A total of 242 hypertrophic cardiomyopathy patients without AF history were evaluated by (speckle-tracking) echocardiography. During mean follow-up of 4.8±3.7 years, 41 patients (17%) developed new-onset AF. Multivariable analysis showed LA volume (≥37 mL/m; hazard ratio, 2.68; 95% confidence interval, 1.30-5.54; =0.008) and LA strain (≤23.4%; hazard ratio, 3.22; 95% confidence interval, 1.50-6.88; =0.003), but not LA diameter (≥45 mm; hazard ratio, 1.67; 95% confidence interval, 0.84-3.32; =0.145), as independent AF correlates. Importantly, 59% (n=24) of AF events occurred despite a baseline LA diameter <45 mm, observed in 185 patients. In this patient subset, LA strain (area under the curve 0.73) and LA volume (area under the curve 0.83) showed good predictive value for new-onset AF. Furthermore, patients with LA volume <37 versus ≥37 mL/m and LA strain >23.4% versus ≤23.4% had superior 5-year AF-free survival of 93% versus 80% (=0.003) and 98% versus 74% (=0.002), respectively. Importantly, LA volume <37 mL/m and strain >23.4% yielded high negative predictive value (93% and 98%, respectively) for new-onset AF. Likelihood ratio test indicated incremental value of LA volume assessment (=0.011) on top of LA diameter to predict new-onset AF in hypertrophic cardiomyopathy patients with LA diameter <45 mm, which tended to increase further by addition of LA strain (=0.126).

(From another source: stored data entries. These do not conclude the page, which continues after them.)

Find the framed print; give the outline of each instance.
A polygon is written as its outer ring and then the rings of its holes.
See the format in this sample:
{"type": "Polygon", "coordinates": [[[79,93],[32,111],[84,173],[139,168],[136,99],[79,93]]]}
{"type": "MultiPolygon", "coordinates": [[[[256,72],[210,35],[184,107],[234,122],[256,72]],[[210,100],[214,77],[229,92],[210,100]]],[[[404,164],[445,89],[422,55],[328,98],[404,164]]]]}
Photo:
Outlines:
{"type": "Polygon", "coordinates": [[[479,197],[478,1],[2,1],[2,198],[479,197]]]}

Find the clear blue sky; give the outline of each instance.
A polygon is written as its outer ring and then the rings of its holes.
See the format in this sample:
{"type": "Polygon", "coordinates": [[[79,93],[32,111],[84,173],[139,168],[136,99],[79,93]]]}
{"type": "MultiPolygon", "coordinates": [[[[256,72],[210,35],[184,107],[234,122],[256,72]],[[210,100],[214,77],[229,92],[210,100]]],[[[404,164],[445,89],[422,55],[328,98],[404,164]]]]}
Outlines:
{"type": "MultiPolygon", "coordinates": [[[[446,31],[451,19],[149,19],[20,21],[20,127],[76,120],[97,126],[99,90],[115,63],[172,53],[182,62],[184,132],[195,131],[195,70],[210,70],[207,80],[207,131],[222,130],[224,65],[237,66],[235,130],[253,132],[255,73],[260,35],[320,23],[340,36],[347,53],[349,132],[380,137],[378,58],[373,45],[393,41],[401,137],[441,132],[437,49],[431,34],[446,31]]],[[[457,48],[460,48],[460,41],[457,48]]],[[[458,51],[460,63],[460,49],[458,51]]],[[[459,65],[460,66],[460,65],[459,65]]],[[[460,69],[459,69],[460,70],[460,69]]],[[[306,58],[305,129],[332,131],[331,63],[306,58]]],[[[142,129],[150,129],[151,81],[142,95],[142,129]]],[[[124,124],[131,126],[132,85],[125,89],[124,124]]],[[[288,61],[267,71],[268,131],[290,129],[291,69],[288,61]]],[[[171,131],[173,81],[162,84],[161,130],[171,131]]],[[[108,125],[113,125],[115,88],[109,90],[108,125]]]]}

LA diameter, volume, and strain all relate to new-onset AF in hypertrophic cardiomyopathy patients. In patients with normal LA size, however, both LA volume and strain further refine risk stratification for new-onset AF.
探讨左心房(LA)直径、容积和应变对肥厚型心肌病患者新发心房颤动(AF)进行风险分层的价值。
对242例无AF病史的肥厚型心肌病患者进行(斑点追踪)超声心动图评估。在平均4.8±3.7年的随访期间,41例患者(17%)发生新发AF。多变量分析显示LA容积(≥37 mL/m;风险比,2.68;95%置信区间,1.30 - 5.54;P = 0.008)和LA应变(≤23.4%;风险比,3.22;95%置信区间,1.50 - 6.88;P = 0.003)是AF的独立相关因素,而LA直径(≥45 mm;风险比,1.67;95%置信区间,0.84 - 3.32;P = 0.145)不是。重要的是,在185例LA直径<45 mm的患者中,59%(n = 24)的AF事件发生。在该患者亚组中,LA应变(曲线下面积0.73)和LA容积(曲线下面积0.83)对新发AF显示出良好的预测价值。此外,LA容积<37与≥37 mL/m以及LA应变>23.4%与≤23.4%的患者5年无AF生存率分别为93%对80%(P = 0.003)和98%对74%(P = 0.002),前者更优。重要的是,LA容积<37 mL/m和应变>23.4%对新发AF产生高阴性预测值(分别为93%和98%)。似然比检验表明,在LA直径<45 mm的肥厚型心肌病患者中,LA容积评估在LA直径基础上对预测新发AF有增量价值(P = 0.011),加入LA应变后该价值进一步增加(P = 0.126)。
LA直径、容积和应变均与肥厚型心肌病患者的新发AF相关。然而,在LA大小正常的患者中,LA容积和应变均可进一步优化新发AF风险分层。